When Glenmeadow retirement community was formed in 1884, it had a different name, a different mission, a different location and different customers.

Back then it was called the Springfield Home for Aged Women. The people who lived there were mostly professional women who had eschewed the family life for careers and had no children. Some wealthy citizens of Springfield pitched in to build the facility on Chestnut and Carew streets as an alternative to the poor farm.

“Poor farms were not nice places,” says Timothy V. Cotz, the president of Glenmeadow today.

One-hundred-and-thirty-years later, the renamed Glenmeadow sits in a pretty section of this suburban Springfield community. Its campus includes 113 independent living units, many of them duplexes and triplexes, and a main building with 34 assisted living units.

The folks who live here are still elderly, but by no means desperate to stay out of the poor farm. The buy-in for an independent living unit starts at $130,000 (it’s 90 percent refundable if the residents move or die).

Although the most senior resident at Glenmeadow is 102, the average age is 83 to 84 years old, and those people take full advantage of the indoor pool, the exercise facility and the book groups, movies and other activities which Glenmeadow offers.

According to Cotz, Glenmeadow is one of about a dozen continuing-care operations in Massachusetts, those being facilities which offer more than one level of care. At any of these, seniors can socialize and, health permitting, do pretty much anything they please while relieving themselves of some of the burdens of life.

Currently, demand exceeds supply in area retirement communities.

One “new” couple at Glenmeadow waited six years for an apartment. Administrators at these communities attribute the boom to demographics and improvements in health care.

“It’s tied to the fact that the baby boomers are coming of age,” said Cotz. “The over-80 population is growing more than any other segment of the population.”

Deborah McCann, director of American Inn, a retirement community in Southwick, said many of the residents there want to enjoy their children and grandchildren as long as possible.

“The number one reason (for the boom) is that people are trying to live closer to their children,” McCann said. “Some people move to Florida, then come back to this area to be close to their families.”

McCann estimated that 90 percent of the residents at American Inn either come from the southern Pioneer Valley or have grown children who live here.

David Scruggs, the CEO of Loomis Communities, which has campuses in South Hadley, Holyoke, Amherst and Springfield, believes people move into retirement communities primarily out of practicality.

“The biggest reason people make the move is that they’re tired of taking care of their houses,” he said.

They also don’t want to be lonely. Because most communities offer a host of social activities, notably communal dining, it’s easy to make friends.

“People tend to blossom socially when they come here,” Scruggs said.

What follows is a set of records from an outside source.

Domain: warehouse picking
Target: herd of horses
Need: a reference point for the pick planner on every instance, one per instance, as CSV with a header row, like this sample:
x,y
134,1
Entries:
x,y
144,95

Peter and Tanya Snell, who recently moved to Glenmeadow, fit the profile in many ways.

The Snells raised their three children in Massachusetts, New York and Pennsylvania, but after they became empty-nesters they found their three-bedroom home in Pennsylvania was too much house for them. With one child in Suffield, Conn., another in New York and a third in eastern Massachusetts, Glenmeadow was centrally located for their family needs.

By the time they finished arranging the furniture in their independent living unit, the Snells were swamped with dinner invitations. Everyone was friendly, and the perks were good.

Tanya Snell, 80, uses the exercise room regularly and likes that she doesn’t have to go out into the cold if she doesn’t want to.

“You have a ready-made social life,” she said.

Peter Snell, who is 81, goes out for a walk on the well-appointed grounds almost daily. He hails from Rochester, N.Y., and scoffs at the suggestion that it’s cold out.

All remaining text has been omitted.